Giulio Cesare, dopo la strage di Farsalo e il
pellegrinaggio alle tombe di Achille e di Aiace, a Troia e sull’Ellesponto,
insegue Pompeo verso l’Egitto. Giunto ad Alessandria, riceve dai sicari di
Tolomeo XIII la testa mozzata dell’ex genero nemico. Quindi si reca sulla tomba
di Alessandro “Magno”.
“Illic Pellaei proles
vesana Philippi,-felix praedo, iacet, terrarum vindice fato-raptus” (20-22)

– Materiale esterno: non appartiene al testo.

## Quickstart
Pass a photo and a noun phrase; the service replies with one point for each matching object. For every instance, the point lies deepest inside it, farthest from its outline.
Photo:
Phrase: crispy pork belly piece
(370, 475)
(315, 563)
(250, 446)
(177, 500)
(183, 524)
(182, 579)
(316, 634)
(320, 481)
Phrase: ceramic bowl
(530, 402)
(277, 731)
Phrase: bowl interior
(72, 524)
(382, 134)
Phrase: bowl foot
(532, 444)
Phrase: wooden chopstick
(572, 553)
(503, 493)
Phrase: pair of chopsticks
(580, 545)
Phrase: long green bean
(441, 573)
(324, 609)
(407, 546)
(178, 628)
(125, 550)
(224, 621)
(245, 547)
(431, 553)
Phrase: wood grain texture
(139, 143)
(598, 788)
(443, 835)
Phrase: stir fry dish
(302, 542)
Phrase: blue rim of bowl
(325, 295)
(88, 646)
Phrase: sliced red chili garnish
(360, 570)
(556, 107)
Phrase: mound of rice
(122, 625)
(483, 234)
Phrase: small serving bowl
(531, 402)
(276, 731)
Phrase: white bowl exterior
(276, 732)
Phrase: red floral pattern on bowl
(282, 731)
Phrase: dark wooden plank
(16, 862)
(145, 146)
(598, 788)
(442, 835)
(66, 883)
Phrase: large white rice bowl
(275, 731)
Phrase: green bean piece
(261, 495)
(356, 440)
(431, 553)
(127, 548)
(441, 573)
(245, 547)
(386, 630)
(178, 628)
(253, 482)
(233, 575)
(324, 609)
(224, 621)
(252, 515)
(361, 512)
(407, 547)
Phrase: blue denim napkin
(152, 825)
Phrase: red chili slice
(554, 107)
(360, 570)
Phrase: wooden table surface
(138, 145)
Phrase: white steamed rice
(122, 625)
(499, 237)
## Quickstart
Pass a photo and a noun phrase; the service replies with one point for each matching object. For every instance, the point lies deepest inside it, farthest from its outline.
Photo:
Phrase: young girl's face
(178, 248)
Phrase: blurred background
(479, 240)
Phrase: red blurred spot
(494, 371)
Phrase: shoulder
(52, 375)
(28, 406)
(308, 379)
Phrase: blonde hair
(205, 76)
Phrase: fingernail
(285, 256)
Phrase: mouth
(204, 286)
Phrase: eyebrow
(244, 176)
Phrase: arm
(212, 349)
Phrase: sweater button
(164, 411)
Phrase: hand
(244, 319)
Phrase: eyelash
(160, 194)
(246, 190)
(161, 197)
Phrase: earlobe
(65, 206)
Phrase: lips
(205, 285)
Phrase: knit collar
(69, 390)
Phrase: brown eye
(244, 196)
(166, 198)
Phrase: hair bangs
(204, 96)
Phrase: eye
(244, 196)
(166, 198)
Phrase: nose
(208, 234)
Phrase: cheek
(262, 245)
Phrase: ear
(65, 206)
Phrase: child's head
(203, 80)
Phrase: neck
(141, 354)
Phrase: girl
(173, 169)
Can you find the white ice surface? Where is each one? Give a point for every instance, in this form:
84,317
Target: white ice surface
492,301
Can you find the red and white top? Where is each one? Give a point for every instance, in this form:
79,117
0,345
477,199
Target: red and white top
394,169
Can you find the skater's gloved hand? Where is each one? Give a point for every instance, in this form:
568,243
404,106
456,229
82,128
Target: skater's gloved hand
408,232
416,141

lì giace il figlio pazzo di Filippo di Pella, trascinato via dal
destino vendicatore del mondo. I suoi resti non dovrebbero stare sacratis adytis in
una cella consacrata ma spargenda totum per
orbem avrebbero dovuto essere sparsi per tutto il mondo. Però la Fortuna pepercit-
manibus risparmiò il cadavere (23-24)
Il Macedone è “non utile
mundo-editus exemplo, terras tot posse sub uno-esse viro” (25-27), un non
utile esempio per il mondo di come tante terre possano sottostare a un solo
uomo.
Alessandro disertò le spelonche dei suoi avi, despexit Athenas,
disprezzò Atene vinta da suo padre, “perque Asiae populos fatis urguentibus
actus” (30) spinto dal destino che lo incalzava, humana cun strage
ruit (31) si precipitò in mezzo ai popoli dell’Asia con
strage di uomini.
Cfr. Napoleone in Guerra e pace di
Tolstoj.
Tolstoj
spiega i successi di Napoleone che era "un uomo senza convinzioni, senza
consuetudini, senza tradizioni, senza nome, e che non è neppure francese"
come necessari perché potesse compiersi "il movimento di
carattere militare dei popoli europei da oriente a occidente"[1].
Poi
doveva esserci il movimento inverso, allora "improvvisamente, al posto di
quei casi e di quella genialità , che in modo così progressivo lo
hanno guidato finora, con una serie ininterrotta di successi, verso lo scopo
prestabilito, si profilano una quantità incalcolabile di casi contrari,
dal raffreddore di Borodino al gelo e alla scintilla che incendia Mosca; e
invece della genialità , appaiono una stupidità e una viltà senza ragioni"[2].
“Napoleone
è uno dei soggetti classici di biografia in quanto reputato personaggio
sicuramente ‘decisivo’, eppure per il Tolstoj di Guerra e pace è
quasi una marionetta perché la storia è fatta dalla somma degli infiniti e
contraddittori voleri delle masse”[3].
Non credo
tanto delle masse quanto piuttosto delle “astuzie della ragione”, della
“vecchia talpa”, insomma del destino, o della Storia che ci usa per i suoi fini
Alessandro Magno dunque fu Terrarum fatale
malum (Pharsalia X,
34) mescolò fiumi ignoti, l’Eufrate dei Persiani e il Gange degli Indiani con
il sangue - e fu sidus iniquum -
gentibus (36-37), stella ostile al genere umano.
Il Macedone, se fosse vissuto più a lungo, sarebbe andato
verso i tramonti del globo seguendo la curvatura della terra - “isset in occasus
mundi devexa secutus” (39) ma occurrit suprema dies (41)
gli andò contro l’ultimo giorno e la natura potuit finem vaesano
ponere regi (42), potè imporre un termine al re pazzo.
Non migliore è il giudizio di Lucano su Giulio Cesare,
altro massacratore di genti, compresa la propria, finito male pure lui.